Say the words, and he’d get what he wanted. The boy would probably believe him.
“No, I won’t arrest you. But why don’t you want to talk about him? He seems to have been very nice to you.”
He didn’t answer.
“Why, Ben?”
“He told me not to talk about him,” he said in a low voice. “Before he left, he told me that I mustn’t tell anyone anything about- He told me not to say anything. So I can’t do it even if you put me in jail.”
Don’t tense. Don’t show any sign of the excitement that was beginning to grip him, or the boy would sense it. “I’ve told you that I won’t put you in jail. I just wonder why he wouldn’t want you to talk about him when you said he was such a good man. Did he do something wrong?”
“No.” He jumped to his feet. “I don’t want to talk anymore. I want you to go away.”
“Joe,” Father Barnabas said.
He was afraid Joe was going to browbeat the kid. He had to admit that he was tempted. The stakes were too high and the time too short.
He couldn’t do it, not if there was any other way.
“I can’t go away,” he told Ben. “I have to stay until you decide to answer my questions. If I don’t, then someone I love very much could get hurt. Your friend might hurt her.”
“Ted? Ted wouldn’t hurt her. He wouldn’t hurt anyone who didn’t try to hurt him.”
Joe jumped on that last sentence. “And did you see him hurt someone who did try to hurt him? Is that what you can’t tell anyone?”

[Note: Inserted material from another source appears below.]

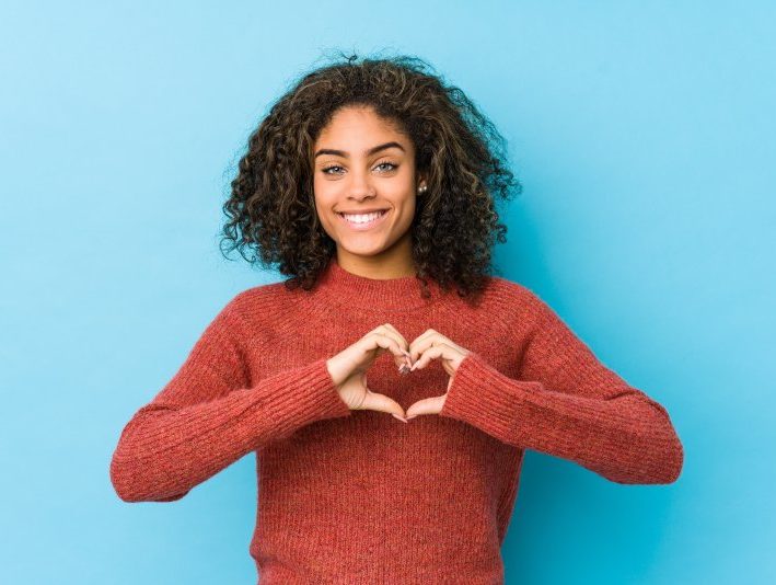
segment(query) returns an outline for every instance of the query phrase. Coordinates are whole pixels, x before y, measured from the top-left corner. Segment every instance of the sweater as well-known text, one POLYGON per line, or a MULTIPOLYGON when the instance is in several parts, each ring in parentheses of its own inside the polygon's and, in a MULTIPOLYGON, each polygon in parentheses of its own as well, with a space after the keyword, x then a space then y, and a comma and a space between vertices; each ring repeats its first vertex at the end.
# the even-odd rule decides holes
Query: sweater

“I didn’t say that.” His hands clenched into fists at his sides. “You’re trying to trick me.”
Joe drew a deep breath. “Listen carefully, Ben. You don’t believe your friend, Ted, could hurt anyone. You may be right, but sometimes people can be kind to some people and unkind to others. Particularly if they’re sick inside. One minute they seem okay, then the anger comes.”
Ben nodded. “Like my dad.”
The boy had completely leapfrogged the explanation Joe had been trying to make. Try to bring him back around. “Was your father like that, too? Like Ted?”
“No, not like Ted. Ted never hurt me. Ted said my dad didn’t have a right to hurt me. He said he wouldn’t let him do it again.”
He stiffened. “Wait a minute. Danner knew your father?”
“No, he only said that when I told him my dad was on his way here to take me away from the camp. He’d gotten out of jail and wanted me to go back and help him.”
“But how would Danner stop him?”
Ben shook his head. “He said he’d tell him to go away.”
“And that would do it? I don’t think so.”
“You’re wrong. My dad never came to see me here. Ted met him before he got here and made him change his mind. He made him go away.”
Joe and Father Barnabas exchanged glances.